Introduction: Thermoplastic elastomers (TPEs) of the polyurethane (PU)-type have broad applications
in medical and healthcare products. However, they are prepared from toxic isocyanates,
and the hemocompatibility of TPEs used for manufacturing blood-contacting medical
devices remains insufficient, leading to high rates of thrombotic complications, in
addition to the risk of infection of implantable devices.

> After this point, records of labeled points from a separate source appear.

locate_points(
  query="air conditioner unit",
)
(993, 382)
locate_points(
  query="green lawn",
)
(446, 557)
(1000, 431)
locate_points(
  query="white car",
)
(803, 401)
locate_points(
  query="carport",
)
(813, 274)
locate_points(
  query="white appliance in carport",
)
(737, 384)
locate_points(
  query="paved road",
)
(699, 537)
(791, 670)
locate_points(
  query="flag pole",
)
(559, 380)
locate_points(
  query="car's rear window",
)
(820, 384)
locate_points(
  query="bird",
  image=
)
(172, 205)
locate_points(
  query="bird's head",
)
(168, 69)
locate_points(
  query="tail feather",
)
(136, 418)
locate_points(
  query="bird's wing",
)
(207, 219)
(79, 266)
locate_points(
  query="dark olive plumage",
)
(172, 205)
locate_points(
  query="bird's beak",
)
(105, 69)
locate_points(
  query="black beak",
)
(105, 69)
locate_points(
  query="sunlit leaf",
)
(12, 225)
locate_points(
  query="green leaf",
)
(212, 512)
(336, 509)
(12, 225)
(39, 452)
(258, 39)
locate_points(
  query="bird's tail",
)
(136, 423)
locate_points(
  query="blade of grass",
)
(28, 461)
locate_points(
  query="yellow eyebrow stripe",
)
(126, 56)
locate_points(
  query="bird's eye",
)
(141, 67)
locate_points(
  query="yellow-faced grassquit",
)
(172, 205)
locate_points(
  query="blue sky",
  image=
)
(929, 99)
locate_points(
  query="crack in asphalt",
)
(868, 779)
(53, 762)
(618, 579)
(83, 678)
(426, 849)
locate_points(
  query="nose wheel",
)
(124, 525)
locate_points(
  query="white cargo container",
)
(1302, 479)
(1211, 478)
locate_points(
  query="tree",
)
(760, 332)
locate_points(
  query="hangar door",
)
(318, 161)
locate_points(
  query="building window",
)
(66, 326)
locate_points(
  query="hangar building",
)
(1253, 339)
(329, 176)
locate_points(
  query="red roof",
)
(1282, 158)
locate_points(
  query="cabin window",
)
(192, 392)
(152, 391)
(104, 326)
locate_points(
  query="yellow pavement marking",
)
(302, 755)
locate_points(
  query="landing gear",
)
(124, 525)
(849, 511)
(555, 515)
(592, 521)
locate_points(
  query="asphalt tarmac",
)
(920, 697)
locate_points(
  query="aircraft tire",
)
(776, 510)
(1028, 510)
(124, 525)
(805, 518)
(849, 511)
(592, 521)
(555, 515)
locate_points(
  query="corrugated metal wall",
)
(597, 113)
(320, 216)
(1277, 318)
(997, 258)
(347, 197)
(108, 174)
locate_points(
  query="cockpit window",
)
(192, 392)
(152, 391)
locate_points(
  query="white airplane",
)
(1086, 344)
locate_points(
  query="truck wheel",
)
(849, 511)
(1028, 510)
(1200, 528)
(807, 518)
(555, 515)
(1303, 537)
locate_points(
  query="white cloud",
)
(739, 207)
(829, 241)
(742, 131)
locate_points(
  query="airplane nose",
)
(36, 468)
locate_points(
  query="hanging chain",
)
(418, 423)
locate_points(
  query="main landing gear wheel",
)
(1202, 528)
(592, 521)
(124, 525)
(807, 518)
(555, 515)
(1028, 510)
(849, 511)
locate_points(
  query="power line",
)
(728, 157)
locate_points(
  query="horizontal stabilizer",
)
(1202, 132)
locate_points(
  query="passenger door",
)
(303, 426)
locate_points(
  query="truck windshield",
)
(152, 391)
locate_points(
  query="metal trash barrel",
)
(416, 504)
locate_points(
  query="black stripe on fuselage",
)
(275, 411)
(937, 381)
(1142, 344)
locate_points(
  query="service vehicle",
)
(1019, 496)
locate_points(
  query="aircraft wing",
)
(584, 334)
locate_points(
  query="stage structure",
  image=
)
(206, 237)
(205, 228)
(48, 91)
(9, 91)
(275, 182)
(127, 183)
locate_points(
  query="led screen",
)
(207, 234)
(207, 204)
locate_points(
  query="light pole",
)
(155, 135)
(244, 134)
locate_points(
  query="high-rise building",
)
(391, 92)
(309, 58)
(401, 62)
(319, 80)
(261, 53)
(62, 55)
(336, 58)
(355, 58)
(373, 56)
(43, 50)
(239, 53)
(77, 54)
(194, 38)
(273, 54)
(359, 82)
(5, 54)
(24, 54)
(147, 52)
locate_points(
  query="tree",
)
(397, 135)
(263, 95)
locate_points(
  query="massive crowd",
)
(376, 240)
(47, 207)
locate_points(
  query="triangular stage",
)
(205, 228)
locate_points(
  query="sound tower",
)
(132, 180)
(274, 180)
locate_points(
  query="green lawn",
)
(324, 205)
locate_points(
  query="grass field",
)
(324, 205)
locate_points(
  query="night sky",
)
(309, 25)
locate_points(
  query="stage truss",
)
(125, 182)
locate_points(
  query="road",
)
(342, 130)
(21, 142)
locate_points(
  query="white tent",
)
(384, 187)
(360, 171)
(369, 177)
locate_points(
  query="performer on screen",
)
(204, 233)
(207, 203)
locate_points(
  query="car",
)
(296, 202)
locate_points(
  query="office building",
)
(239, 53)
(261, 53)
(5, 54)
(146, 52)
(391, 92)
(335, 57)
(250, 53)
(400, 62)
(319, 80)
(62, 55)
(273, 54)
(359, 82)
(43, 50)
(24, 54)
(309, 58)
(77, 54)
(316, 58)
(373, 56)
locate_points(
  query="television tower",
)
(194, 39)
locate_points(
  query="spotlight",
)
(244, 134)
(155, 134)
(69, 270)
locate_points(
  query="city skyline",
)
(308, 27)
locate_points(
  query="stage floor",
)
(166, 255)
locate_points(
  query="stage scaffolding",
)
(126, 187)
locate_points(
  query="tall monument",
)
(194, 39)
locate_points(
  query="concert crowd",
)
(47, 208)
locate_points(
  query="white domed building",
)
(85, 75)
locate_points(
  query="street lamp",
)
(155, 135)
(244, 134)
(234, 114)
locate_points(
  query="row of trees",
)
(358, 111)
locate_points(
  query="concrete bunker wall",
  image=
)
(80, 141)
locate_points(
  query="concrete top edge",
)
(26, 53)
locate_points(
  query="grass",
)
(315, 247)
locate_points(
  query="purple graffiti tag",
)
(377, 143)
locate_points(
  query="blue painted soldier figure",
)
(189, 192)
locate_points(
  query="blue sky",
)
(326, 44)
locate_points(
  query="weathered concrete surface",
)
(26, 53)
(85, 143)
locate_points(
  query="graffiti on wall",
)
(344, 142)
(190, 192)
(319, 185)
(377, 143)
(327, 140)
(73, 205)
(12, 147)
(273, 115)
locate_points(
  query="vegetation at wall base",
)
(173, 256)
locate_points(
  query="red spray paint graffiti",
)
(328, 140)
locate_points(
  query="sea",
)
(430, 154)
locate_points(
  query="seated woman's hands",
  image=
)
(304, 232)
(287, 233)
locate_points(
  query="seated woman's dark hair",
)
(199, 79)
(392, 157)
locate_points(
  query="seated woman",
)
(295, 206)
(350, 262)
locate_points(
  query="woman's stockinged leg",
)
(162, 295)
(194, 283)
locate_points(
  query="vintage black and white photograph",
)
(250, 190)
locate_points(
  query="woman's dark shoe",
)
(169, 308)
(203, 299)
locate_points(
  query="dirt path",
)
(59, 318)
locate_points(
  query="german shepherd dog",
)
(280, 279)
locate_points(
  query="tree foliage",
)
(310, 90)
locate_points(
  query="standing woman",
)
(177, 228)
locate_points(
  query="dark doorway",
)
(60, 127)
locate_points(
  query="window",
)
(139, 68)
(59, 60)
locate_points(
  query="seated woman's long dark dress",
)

Method: In this paper, we report the facile, up-scalable preparation of a greener non-isocyanate
polyurethane (NIPU)-based TPE. We characterized this NIPU in terms of mechanical properties,
processability, in vitro hemocompatiblity (namely through the measurement of hemolysis, platelet adhesion,
coagulation activation, and kallikrein-like activity), bacterial adhesion, in vitro biocompatibility (towards human fibroblasts and endothelial cells), and in vivo biocompatibility (through subcutaneous implantation in rabbits for up to one month).
Results: Our NIPU can be processed by multiple relevant manufacturing techniques, i.e. hot
pressing, extrusion, injection-molding, electrospinning, and additive manufacturing.
In vitro hemocompatibility tests with human blood demonstrate better performance than a conventional
medical grade PU-based TPE. This NIPU triggers less contact phase activation of coagulation
and significantly less platelet adhesion, and the adhesion of Staphylococcus epidermidis is also reduced compared to PU. This new TPE biomaterial is neither hemolytic nor
cytotoxic upon indirect or direct contact with endothelial cells or fibroblasts. Additionally,
subcutaneous implantation of this NIPU in rabbits for one and four weeks confirms
in vivo biocompatibility and no material degradation.
Conclusion: Our NIPU is therefore a highly valuable potential isocyanate-free alternative to
conventional PU-based TPEs for manufacturing customizable blood-contacting devices
with improved hemocompatibility and durability.